It has been 25 years since electrospray ionization was shown to lead to multiple charging of peptides and proteins, effectively
bringing these large biomolecules into the measurable range of the common mass analyzing devices.
In modern times, mass spectrometry (MS) is widely used in the characterization of proteins at the intact (native) and peptide
levels, as well as in the analysis of enzymatically generated protein fragments, in conjunction with an expanding range of
compatible chromatographic separation techniques.
Electrospray ionization of intact proteins generates a charged envelope of peaks corresponding to differing degrees of ionization
that can readily be converted to the molecular mass using a mathematical algorithm. Typically, average mass is calculated;
however, high mass accuracy time-of-flight and Fourier transform instruments allow isotopic resolution, which can be important
in the study of protein fragments to determine sequence and post-translational modifications (PTMs). This has become known
as "top down" proteomics, as the measurements are made on the intact proteins instead of enzymatically digested proteins.
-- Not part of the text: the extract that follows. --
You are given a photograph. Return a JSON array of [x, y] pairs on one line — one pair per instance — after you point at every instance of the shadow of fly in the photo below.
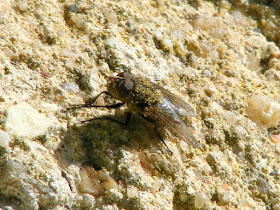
[[151, 101]]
These methods require special ionization techniques such as electron-capture dissociation (ECD) or electron-transfer dissociation
(ETD), which typically maintain the labile modifications (glycosolation for example) on the protein backbone.
The ability to differentiate certain PTMs in analyses such as glycan characterization and the level of C-terminal lysine of
monoclonal antibodies is important in assessing safety and efficacy of physiologically active proteins. However, MS analysis
of intact proteins with multiple glycosolation sites, occupied by various different glycans, often results in highly complex
charge distributions that are very difficult or impossible to deconvolute or interpret — in these cases, cleavage of the protein
or glycan residues using specific enzymatic reagents is required. PTMs such as oxidation, isomerization, or deamidation result
in very small or no differences in mass, which are impossible to resolve and deconvolute within the complex charge envelope
and related adduct peaks. Under these conditions, various modes of chromatography are used to chemically (reversed-phase chromatography,
hydrophilic-interaction chromatography [HILIC]), hydrodynamically (size-exclusion chromatography [SEC]), or electrostatically
(ion-exchange chromatography), resolve the species before mass measurement. Although the eluent systems associated with ion-exchange
and size-exclusion chromatography have not traditionally been well suited to atmospheric-pressure ionization techniques, advances
in these chromatographic modes, as well as the design of the MS interfaces, have made direct on-line coupling possible.
Intact protein measurements often use enzymatic, organic, or acidic conditions to denature the protein, exposing a large number
of basic residues that are then ionized to form multiply charged species, ideally suited for electrospray MS. When measurements
are required on the intact (or even native) protein, volatile neutral aqueous buffers are used in conjunction with mass analyzing
devices with a wider mass range (typically time-of-flight instruments) as the proteins acquire a lower number of charges,
and therefore have a higher mass-to-charge ratio. Native liquid chromatography–mass spectrometry (LC–MS) measurements can
be made to determine protein aggregation following both on-line and off-line SEC, and ion mobility spectrometry can be particularly
useful in this type of analysis. Hydrogen-deuterium (H-D) exchange techniques (the degree of deuteration for various amino
acid residues within the native protein) have been used to identify exposed and nonexposed protein backbone amide hydrogens,
and such peptide mapping experiments performed after H-D exchange can be used to model higher order structures of the native
At the peptide level, most proteomics and peptide mapping is carried out on enzymatically digested species with the multiply
charged fragments being analyzed by electrospray MS. Using high-resolution mass spectrometers combined with high efficiency
high performance liquid chromatography (HPLC) systems and reversed-phase HPLC columns (sub-2-Ám, core–shell particle morphologies,
and packed capillary columns), determination of monoisotopic mass (to 5 ppm mass accuracy) of the fragments can lead to >98%
sequence coverage, which results in unambiguous protein identification. Useful protein sequencing is still carried out using
tryptic digests and lower resolution (typically quadrupole) MS-MS instruments on a daily basis with highly satisfactory results,
as the ability to fragment the peptide species leads to increased confidence in the peptide identity.
LC–MS peptide mapping can also be used to reveal modifications and the site of modification and quantitative studies can be
carried out by comparing peak areas from the native and modified peptides.
The judicious use of various enzymes that lead to site-specific cleavage combined with the use of derivatizing reagents and
enrichment techniques can significantly enhance the specificity of information gained from LC–MS analysis in terms of the
PTMs that can be identified and quantified as well as the degree of sequence coverage.